Proposed mechanism of orlistat-associated AKI

Orlistat is thought to cause AKI through enteric hyperoxaluria, which can also be seen in patients with fat-malabsorption syndromes. In this mechanism, unabsorbed fat in the small bowel resulting from orlistat use produces calcium soaps, which reduce the availability of free enteric calcium [Ahmed, 2010]. As a result, calcium can no longer bind and sequester oxalate inside the gut and this allows increased intestinal oxalate absorption. This leads to increased renal oxalate excretion. Supersaturation of oxalate in renal tubules is a risk factor for calcium oxalate precipitation, which can result in AKI [Williams and Wandzilak, 1989; Holmes et al. 2001]. This mechanism is supported by the human reports of orlistat-associated AKI and also by the work of Ferraz and colleagues who observed increases in urinary oxalate excretion in rats with orlistat-induced fat malabsorption [Ferraz et al. 2004].

Epidemiology of orlistat-associated AKI

Although the current literature draws associations between orlistat and AKI, it provides little insight into the frequency with which AKI occurs or the factors that may predict it. In our population-based study of 953 patients, we identified 18 individuals (1.9%) admitted to hospital with AKI after they filled prescriptions for orlistat [Weir et al. 2011]. When we consider that 5 individuals (0.5%) had admissions for AKI prior to filling prescriptions for orlistat, this suggests an excess risk of 1.4% over the 1-year follow-up period. However, this estimate is subject to the limitations of our study, most important of which was our inability to identify the aetiology of each patient’s AKI. Even less information is available to identify risk factors for orlistat-associated AKI. Although two out of the three case reports described AKI in patients with pre-existing CKD, CKD is a well-established risk factor for AKI in general, so this observation is unlikely to be specific to orlistat [Hsu et al. 2008]. To assess risk factors for orlistat-associated AKI, we re-examined our data and identified characteristics that differed between those with and without AKI, for which the standardized difference was greater than 10%. Compared with those who did not experience a hospitalization for AKI, patients who did have AKI were slightly older (mean age 60 versus 58 years), were generally in poorer health (mean Charlson comorbidity index 2.38 versus 1.76, mean number of drugs used in the past year 7.5 versus 5.9), and were more likely to have CKD (39% versus 10%), hypertension (89% versus 77%) and heart failure (39% versus 17%).
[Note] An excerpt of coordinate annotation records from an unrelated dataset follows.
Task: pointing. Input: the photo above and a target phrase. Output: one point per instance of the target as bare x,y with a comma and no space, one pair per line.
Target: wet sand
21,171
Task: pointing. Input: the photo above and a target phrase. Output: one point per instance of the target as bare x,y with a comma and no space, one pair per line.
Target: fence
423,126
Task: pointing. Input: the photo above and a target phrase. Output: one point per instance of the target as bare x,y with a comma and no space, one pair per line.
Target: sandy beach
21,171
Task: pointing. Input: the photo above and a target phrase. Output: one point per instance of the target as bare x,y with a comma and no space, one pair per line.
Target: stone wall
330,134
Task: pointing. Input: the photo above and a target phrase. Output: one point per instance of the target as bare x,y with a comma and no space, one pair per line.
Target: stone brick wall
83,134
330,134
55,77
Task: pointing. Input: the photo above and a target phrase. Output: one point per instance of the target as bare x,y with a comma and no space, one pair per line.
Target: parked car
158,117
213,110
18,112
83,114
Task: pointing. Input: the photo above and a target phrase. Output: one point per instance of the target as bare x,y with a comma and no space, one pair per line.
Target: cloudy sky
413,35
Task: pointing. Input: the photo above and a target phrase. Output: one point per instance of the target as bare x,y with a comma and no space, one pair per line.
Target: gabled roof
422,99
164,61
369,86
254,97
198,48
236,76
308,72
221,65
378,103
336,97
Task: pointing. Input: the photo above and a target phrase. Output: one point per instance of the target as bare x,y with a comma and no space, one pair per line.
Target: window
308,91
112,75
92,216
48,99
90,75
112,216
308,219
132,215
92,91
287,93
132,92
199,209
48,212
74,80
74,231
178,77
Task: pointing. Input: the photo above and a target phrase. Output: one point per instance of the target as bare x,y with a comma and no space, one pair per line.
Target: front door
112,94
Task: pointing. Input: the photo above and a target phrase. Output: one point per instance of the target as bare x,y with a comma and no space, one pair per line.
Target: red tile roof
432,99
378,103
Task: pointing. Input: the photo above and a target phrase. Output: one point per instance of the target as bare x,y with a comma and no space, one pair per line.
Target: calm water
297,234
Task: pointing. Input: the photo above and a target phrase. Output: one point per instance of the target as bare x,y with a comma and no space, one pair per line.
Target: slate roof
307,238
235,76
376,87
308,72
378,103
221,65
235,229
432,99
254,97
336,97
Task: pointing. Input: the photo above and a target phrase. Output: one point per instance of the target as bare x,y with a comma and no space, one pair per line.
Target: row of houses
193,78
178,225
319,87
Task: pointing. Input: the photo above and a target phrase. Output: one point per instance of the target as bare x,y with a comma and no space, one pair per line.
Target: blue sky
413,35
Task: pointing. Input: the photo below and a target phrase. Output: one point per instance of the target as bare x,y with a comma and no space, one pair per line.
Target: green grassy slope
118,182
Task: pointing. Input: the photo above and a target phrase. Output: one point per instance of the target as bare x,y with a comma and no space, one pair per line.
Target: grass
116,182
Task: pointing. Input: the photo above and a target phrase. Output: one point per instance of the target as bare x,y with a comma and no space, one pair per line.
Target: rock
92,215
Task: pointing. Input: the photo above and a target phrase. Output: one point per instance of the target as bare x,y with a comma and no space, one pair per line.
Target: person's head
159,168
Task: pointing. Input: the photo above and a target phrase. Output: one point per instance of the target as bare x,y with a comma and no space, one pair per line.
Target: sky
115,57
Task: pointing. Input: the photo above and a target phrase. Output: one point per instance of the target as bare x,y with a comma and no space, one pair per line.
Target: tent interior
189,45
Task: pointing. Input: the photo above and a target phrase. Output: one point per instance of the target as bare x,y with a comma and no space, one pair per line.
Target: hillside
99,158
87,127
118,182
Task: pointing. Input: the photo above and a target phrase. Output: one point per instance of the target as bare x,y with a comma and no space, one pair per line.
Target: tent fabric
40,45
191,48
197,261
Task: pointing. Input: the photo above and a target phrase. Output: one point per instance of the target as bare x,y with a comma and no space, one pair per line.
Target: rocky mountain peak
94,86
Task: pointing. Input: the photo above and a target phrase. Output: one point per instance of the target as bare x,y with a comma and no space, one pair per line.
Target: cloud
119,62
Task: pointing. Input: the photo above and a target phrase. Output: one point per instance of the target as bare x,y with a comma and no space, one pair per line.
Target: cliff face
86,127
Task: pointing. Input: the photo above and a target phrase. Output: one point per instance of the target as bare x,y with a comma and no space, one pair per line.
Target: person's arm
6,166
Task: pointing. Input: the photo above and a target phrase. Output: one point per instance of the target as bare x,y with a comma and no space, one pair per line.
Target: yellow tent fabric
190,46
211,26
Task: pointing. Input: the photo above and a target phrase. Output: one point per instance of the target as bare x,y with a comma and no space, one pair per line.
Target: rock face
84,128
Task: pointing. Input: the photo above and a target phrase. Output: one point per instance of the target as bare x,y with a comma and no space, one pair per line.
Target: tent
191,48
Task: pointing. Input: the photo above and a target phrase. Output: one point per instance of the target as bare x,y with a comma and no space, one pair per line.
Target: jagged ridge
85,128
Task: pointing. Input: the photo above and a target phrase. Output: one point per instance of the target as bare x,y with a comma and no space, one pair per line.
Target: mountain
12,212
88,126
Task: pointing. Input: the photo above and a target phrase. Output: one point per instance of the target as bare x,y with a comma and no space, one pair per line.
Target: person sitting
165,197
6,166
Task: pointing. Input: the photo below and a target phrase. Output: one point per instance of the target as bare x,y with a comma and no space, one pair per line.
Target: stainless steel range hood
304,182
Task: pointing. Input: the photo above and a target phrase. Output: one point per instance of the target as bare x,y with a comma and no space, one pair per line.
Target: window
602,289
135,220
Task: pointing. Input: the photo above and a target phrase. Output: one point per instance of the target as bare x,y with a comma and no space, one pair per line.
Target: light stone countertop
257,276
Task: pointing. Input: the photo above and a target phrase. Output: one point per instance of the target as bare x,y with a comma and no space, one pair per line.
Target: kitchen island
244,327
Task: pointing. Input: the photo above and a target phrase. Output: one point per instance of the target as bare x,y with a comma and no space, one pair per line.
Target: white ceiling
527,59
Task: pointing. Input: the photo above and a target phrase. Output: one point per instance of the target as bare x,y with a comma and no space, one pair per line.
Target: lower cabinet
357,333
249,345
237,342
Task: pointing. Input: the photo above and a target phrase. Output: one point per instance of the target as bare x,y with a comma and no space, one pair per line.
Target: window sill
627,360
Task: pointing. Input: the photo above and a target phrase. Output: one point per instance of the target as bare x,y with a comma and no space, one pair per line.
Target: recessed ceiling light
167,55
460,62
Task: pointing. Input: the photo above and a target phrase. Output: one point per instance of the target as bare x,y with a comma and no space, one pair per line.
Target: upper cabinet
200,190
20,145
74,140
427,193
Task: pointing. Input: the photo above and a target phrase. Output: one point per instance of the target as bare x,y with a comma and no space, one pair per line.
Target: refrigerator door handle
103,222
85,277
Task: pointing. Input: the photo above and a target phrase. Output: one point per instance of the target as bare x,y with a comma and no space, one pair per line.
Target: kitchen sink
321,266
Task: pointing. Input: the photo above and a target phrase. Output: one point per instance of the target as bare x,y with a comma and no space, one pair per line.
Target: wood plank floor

Although this provides an impression of some potentially important risk factors, it is important to note that we assessed a relatively small number of AKI events.

Causality

Despite the associations between orlistat and AKI, establishing causality between drug exposure and adverse outcome is challenging [Macedo et al. 2003; Meyboom, 1998; Karch et al. 1976]. Although innumerable algorithms and probabilistic models have been developed to improve upon the common practice of assigning causality based on expert opinion, no gold standard exists [Agbabiaka et al. 2008]. Therefore, when assessing the relationship between orlistat exposure and AKI, in the absence of a gold-standard methodology, we are left to consider the elements of causal relationships commonly identified in the literature. These elements include an appropriate temporal sequence, a biologically plausible mechanism, the effects of drug challenge, dechallenge and rechallenge, the existence of confirmatory laboratory or pathological data, a consideration of alterative aetiologies and the demonstration of a dose–response relationship [Miremont et al. 1994; Arimone et al. 2005; Begaud et al. 1985; Emanueli and Sacchetti, 1980; Kitaguchi et al. 1983; Danan et al. 1993; Benichou et al. 1993].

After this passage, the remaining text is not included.